Desde logo o facto de assumirem (ou terem assumido) responsabilidades governativas ou de direcção do «sistema». Cavaco Silva, por exemplo, entre outros cargos desempenhados, foi ministro das Finanças e ainda é o primeiro-ministro mais anos (8) em funções. João Salgueiro, ex-presidente da Associação Portuguesa de Bancos, entre outras coisas também já foi, recorde-se, técnico do Banco de Fomento, director do Departamento Central de Planeamento, vice-governador do Banco de Portugal, presidente do Banco de Fomento, presidente da Caixa Geral de Depósitos, subsecretário de Estado do Planeamento (entre 1969 e 1971), ministro de Estado e das Finanças e do Plano (de 1981 a 1983). E a lista é infindável.

Em segundo lugar, comportam-se todos como virgens vestais. Quem os ouve e lê parece que não têm, nem tiveram, nada a ver com o estado de coisas a que o país chegou. Só que a nossa memória não é curta.

Finalmente, mas não menos importante, todos sem excepção, recebem mensalmente vencimentos equivalentes a 20, 30, 40, 50, 100 e mesmo mais salários mínimos nacionais. Mês após mês, ano após ano. E isto sem falar das alcavalas como viatura, cartões de crédito da empresa, etc., etc., etc.

«Vivemos acima das nossas possibilidades»? Mas quem?, pergunta-se.

Os dois milhões de portugueses que vivem abaixo do limiar da pobreza (o que significa que vivem com menos de 406 euros/mês)? Os 12% dos portugueses que têm emprego, mas que estão também em risco de cair numa situação de pobreza? Os 700 mil desempregados reais, mais de um terço dos quais sem direito a receber qualquer subsídio? Os 450 mil que trabalham e recebem apenas o Salário Mínimo Nacional? Os mais de 40% dos trabalhadores por conta de outrem com um rendimento inferior a 600 euros? Os 35% dos portugueses não têm rendimentos suficientes para manter um sistema de aquecimento em casa? Os 64% que não conseguem pagar uma semana de férias fora de casa?

«Vivemos acima das nossas possibilidades», os aumentos salariais não podem passar a fasquia dos 1,5%, dizem. Entretanto os lucros aumentam e o negócio da compra e venda de acções registou um crescimento em cerca de 34% no valor das 20 principais empresas cotadas em bolsa. O que significa uma concentração de 66,5 mil milhões de euros nos accionistas de apenas 20 empresas. Mas esta é uma realidade que não deve ser dita, escrita ou divulgadas nos meios de comunicação social.
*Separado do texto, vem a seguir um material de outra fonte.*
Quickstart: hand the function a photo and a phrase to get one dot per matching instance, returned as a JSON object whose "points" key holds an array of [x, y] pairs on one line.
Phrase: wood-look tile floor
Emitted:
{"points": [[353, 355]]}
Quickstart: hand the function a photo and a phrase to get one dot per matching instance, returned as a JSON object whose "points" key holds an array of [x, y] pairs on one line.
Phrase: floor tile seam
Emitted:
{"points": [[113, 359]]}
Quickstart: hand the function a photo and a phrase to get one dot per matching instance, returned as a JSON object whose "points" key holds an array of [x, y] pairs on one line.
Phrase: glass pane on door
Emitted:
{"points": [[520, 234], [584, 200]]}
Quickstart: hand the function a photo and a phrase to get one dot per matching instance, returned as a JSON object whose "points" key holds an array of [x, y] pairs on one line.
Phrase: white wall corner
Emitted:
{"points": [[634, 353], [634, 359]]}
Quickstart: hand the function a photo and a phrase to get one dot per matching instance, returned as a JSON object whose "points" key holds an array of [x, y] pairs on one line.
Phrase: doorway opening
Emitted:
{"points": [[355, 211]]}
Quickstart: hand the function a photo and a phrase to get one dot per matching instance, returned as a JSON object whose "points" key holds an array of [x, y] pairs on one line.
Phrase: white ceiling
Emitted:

Tal como o facto de, segundo os dados disponíveis do INE, reportados a 2007, a taxa de rentabilidade dos capitais próprios das empresas, com excepção do sector financeiro, ter sido de 10,17%. Isto significa que comparativamente ao ano anterior houve uma melhoria dessa taxa em cerca de 6,6%. Valor esse que supera em muito aquilo que foram os aumentos médios salariais do sector privado da economia. Facto que desmonta a hipócrita teoria de que é preciso primeiro criar riqueza para depois a distribuir. Estamos conversados.